Solution and Explanation

Concept: Use substitution \(v = x+y\) to reduce differential equation.

Step 1: Substitute \(v = x+y\). \[ \frac{dv}{dx} = 1 + \frac{dy}{dx} \] Given: \[ \frac{dy}{dx} = \frac{2}{x+y} = \frac{2}{v} \] Thus: \[ \frac{dv}{dx} = 1 + \frac{2}{v} \]

Step 2: Separate variables. \[ \frac{v}{v+2} dv = dx \]

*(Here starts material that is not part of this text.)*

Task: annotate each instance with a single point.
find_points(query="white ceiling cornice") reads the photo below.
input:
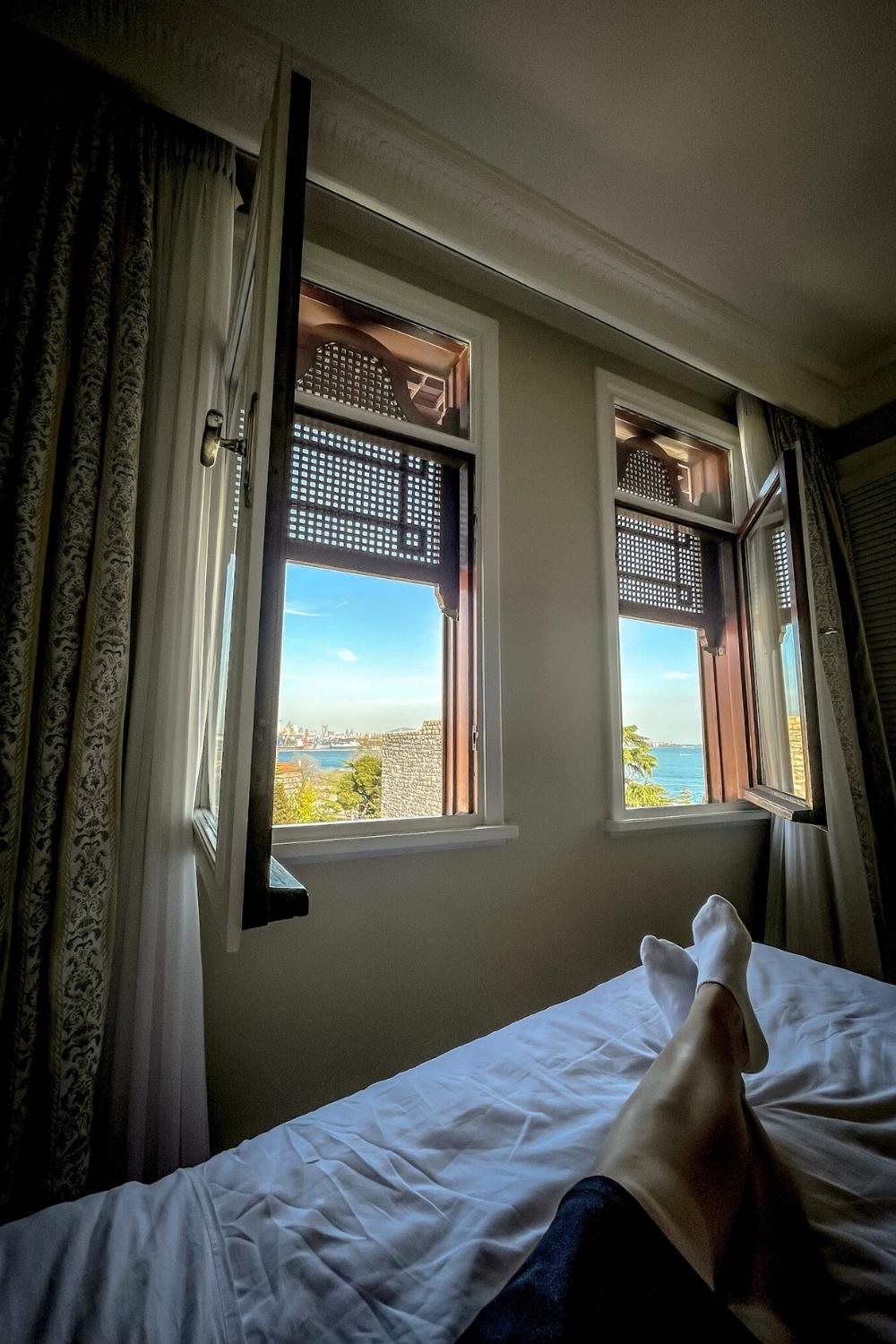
(209, 66)
(379, 158)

Step 3: Integrate both sides. \[ \int \frac{v}{v+2} dv = \int dx \] \[ \frac{v}{v+2} = 1 - \frac{2}{v+2} \] \[ \int \left(1 - \frac{2}{v+2}\right) dv = x + C \] \[ v - 2\ln|v+2| = x + C \]

Step 4: Substitute back \(v=x+y\). \[ x+y - 2\ln(x+y+2) = x + C \] \[ y - 2\ln(x+y+2) = C \]

Step 5: Apply initial condition. At \(x=1, y=0\): \[ 0 - 2\ln(3) = C \] \[ C = -2\ln 3 \]

Step 6: Final form. \[ y - 2\ln(x+y+2) = -2\ln 3 \] \[ 2\ln(x+y+2) = y + 2\ln 3 \] \[ \ln(x+y+2)^2 = \ln(3^2 e^y) \] \[ (x+y+2)^2 = 9e^y \] \[ x+y+2 = 3e^{y/2} \]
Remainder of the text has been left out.